5 bulan kemudian, bulu-bulu yang baru sudah tumbuh. Ia mulai dapat terbang kembali. Dengan paruh dan cakar baru, ia mulai menjalani 30 tahun kehidupan barunya dengan penuh energi!
Dalam kehidupan, kadang kita juga harus melakukan suatu keputusan yang besar untuk memulai sesuatu proses pembaharuan. Berani membuang kebiasaan-kebiasaan lama yang mengikat, meskipun itu adalah sesuatu yang menyenangkan dan melenakan.
Hanya bila kita bersedia melepaskan beban lama, membuka diri untuk belajar hal-hal baru, kita mempunyai kesempatan untuk mengembangkan kemampuan kita yang terpendam, mengasah keahlian kita sepenuhnya dan menatap masa depan dengan penuh keyakinan!
Tantangan terbesar untuk berubah ada di dalam diri sendiri dan kitalah sang penguasa atas diri kita sendiri.
Orang terkaya No. 2 di dunia, Warren Buffet memberi nasehat:
"Jauhkan dirimu dari pinjaman bank atau kartu kredit dan berinvestasilah dengan apa yang kau miliki, serta ingat:
1.Uang tidak menciptakan manusia, manusialah yang menciptakan uang.
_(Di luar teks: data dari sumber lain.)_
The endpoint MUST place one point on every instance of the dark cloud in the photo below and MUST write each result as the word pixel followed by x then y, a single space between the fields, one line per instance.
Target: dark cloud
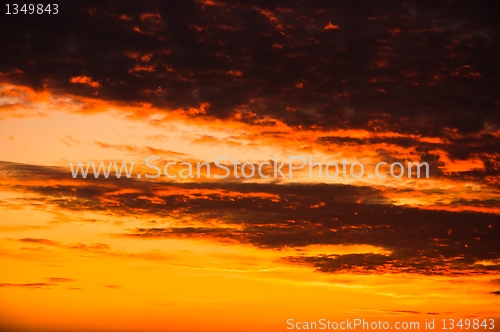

2.Hiduplah sederhana sebagaimana dirimu sendiri.
3.Jangan melakukan apapun yang dikatakan orang, dengarkan mereka, tapi lakukan apa yang baik saja.
4.Jangan memakai merk, pakailah yang benar-benar nyaman untukmu.
5.Jangan habiskan uang untuk hal-hal yang tidak benar-benar penting.
6.Jangan terlena asuransi, karena uangmu mati dan tidak bisa digunakan dalam waktu 10 tahun! Baiknya buka rekening baru dan buat asuransi kreasimu sendiri.
7.With money:
You can buy a house, but not a home.
You can buy a clock, but not time.
You can buy a bed, but not sleep.
You can buy a book, but not knowledge.
You can get a position, but not respect.
You can buy blood, but not life.
So find your happiness inside you.
8.Jika itu telah berhasil dalam hidupmu, berbagilah dan ajarkanlah pada orang lain.
"Orang yang berbahagia bukanlah orang yang hebat dalam segala hal, tapi orang yang bisa menemukan hal sederhana dalam hidupnya dan mengucap syukur."